More than half of respondents admit to needing help managing their finances, including saving for retirement and managing debt, and 69% have experienced a rise in healthcare costs over the past two years, causing them to save less for retirement, the report finds.

Nearly two-thirds say they are focusing more on retirement planning and savings and 68% realize that their workplace retirement account will be their largest or second-largest source of income in the future. Seventy percent say they have a handle on what they need to save for a secure retirement, but when asked what that figure is, 40% say less than $500,000 and 61% say less than $1 million.

Bank of America points out that $1 million in savings would produce $40,000 a year in income at a 4% drawdown rate and the average person will spend about $400,000 on healthcare over the course of their retirement.

“There seems to be an opportunity for education around health savings accounts and understanding of short-term and long-term usage,” Sabbia says.

The use of health savings accounts is growing so making sure employees know the benefits of these plans is something employers need to work at.

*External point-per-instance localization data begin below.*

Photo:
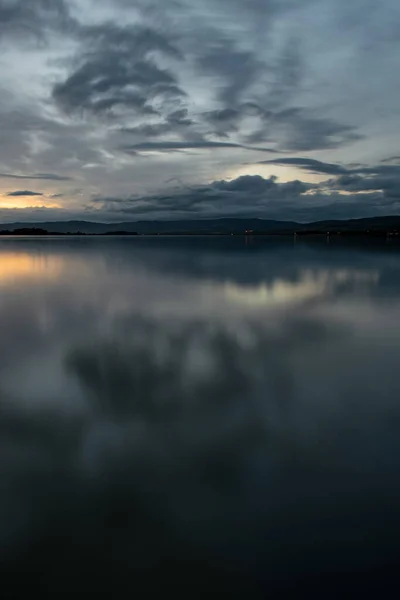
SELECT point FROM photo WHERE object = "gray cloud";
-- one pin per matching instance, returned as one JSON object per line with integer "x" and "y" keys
{"x": 44, "y": 176}
{"x": 24, "y": 193}
{"x": 34, "y": 19}
{"x": 177, "y": 146}
{"x": 118, "y": 71}
{"x": 308, "y": 164}
{"x": 218, "y": 75}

Fifty-three percent of employees with an HSA view it as a short-term vehicle to cover near-term health care expenses, Bank of America says, as opposed to a long-term savings vehicle. The majority of people with an HSA usually spend their entire balance within a given year.

As of 2015, nearly half of large companies had a financial wellness program in place with another 19% planning to add one within the next two years, Bank of America finds. In this year’s survey, only 36% of respondents say their employers offer a financial wellness program, underscoring communication and awareness disconnects.

The online survey was conducted by Boston Research Technologies of 1,227 employees nationwide between Oct. 27 and Nov. 11, 2015 on behalf of Bank of America Merrill Lynch. All respondents were participants in a 401(k) plan at work.